Of the baseball pitchers on the list, only one was not over 200 lbs (Linncecum). I would be curious to know what the pitchers weight room numbers are.
where was this list? because billy wagner used to be able to hit 100 and he is 5’10 180. and ichiro just won the survey on which outfielder has the best arm in SI and he’s listed at 5’9-5’11 160-175. juan cruz used to hit 95 and weighed 140
i remember reading bobby jenks avoids the weight room altogether but pettite has an intense weight program. tom seaver did conditioning over weights, id bet the weight room numbers are extremely varied and their programs very individual
Possibly. Since finding this list, I have spent about 8 hours studying javelin strength training programs from various european coaches. The common thread was they all could lift heavy numbers. Many also mentioned medicine ball work but nothing specific was mentioned, maybe because of translation issues??
Al Vermeil has some good stories about maximum strength/power and long drive champions in golf. All of the top long drivers have good scores in vertical jump, broad jump and med-ball max distance throws. And, they also do power cleans.
I believe the involvement of “rotational” training is overplayed by the lay trainers out there. Maximal strength and lower body power are critical in throwing events.
Javelin Throwers throw after a long run up…pitchers throw from a stand.
So…not entirely comparable…plus…the strength and power of top javelin guys is amazing…top of the crop world class athletes.
a decade ago, MIck Hill, british javelin thrower ( 86 m)…at the end of his career, in a sporting festival threw a cricket ball 125m…
Agreed, the bench press has turned taboo for many throwing athletes in CONUS and I find it amusing.
The problem has nothing to do with the bench press and everything do to with inadequate training, therapy, stretching, etcetera to ensure that:
the shoulder internal rotators and pectoral minor do not become tight and short
shoulder external rotators and lateral abductors do not become lengthened and weak
seratus anterior is properly strengthened
overhead mobility and dynamic stability is addressed
scapular depression and downward rotation is regularly trained
overall mobility and dynamic stabilization of shoulder girdle is addressed
hip mobility is sufficient
training program as a whole is sound
I have integrated various drills that Thorkildsen performs as general preparatory training into the training of my quarterbacks.
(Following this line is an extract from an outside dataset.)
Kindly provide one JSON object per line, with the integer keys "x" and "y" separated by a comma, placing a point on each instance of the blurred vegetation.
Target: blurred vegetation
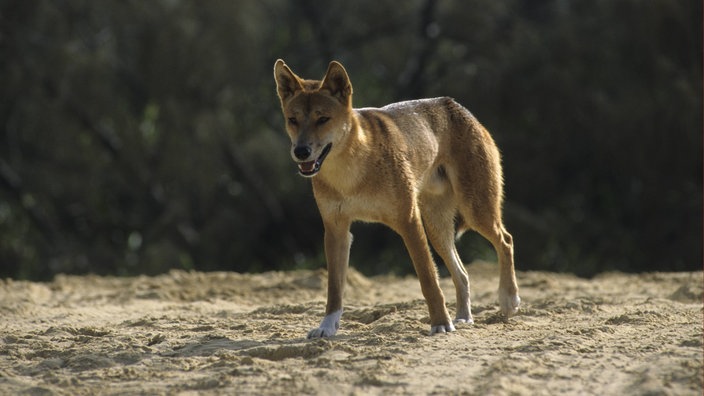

I met a throws coach in 2007 who had acquired these videos of Thorkildsen and I noticed that they have more recently been posted on Youtube:
I’ve formulated a progression/introduction series that has been in place since 2007.
It’s more holistic, versus rigid, in terms of which drills and how much.
In short, my suggestion to you is to take the drills that are closest to what you already have your athletes performing, in addition to those which you know they can safely perform, and graduate their introduction in terms of volume and intensity.
They are placed at an auxiliary capacity in my programming and I should note that many of them are appropriate for nearly all American football playing positions due to the structural shoulder traumas that are common amongst everyone on the field except kickers/punters.
The key is to regulate the performance of the drills that require/generate more than needed mobility about the shoulder.
It is nearly as contraindicated to develop hyper mobility in non-throwing positions (for protection reasons) than it is indicated for throwing athletes to develop the necessary mobility for obvious reasons.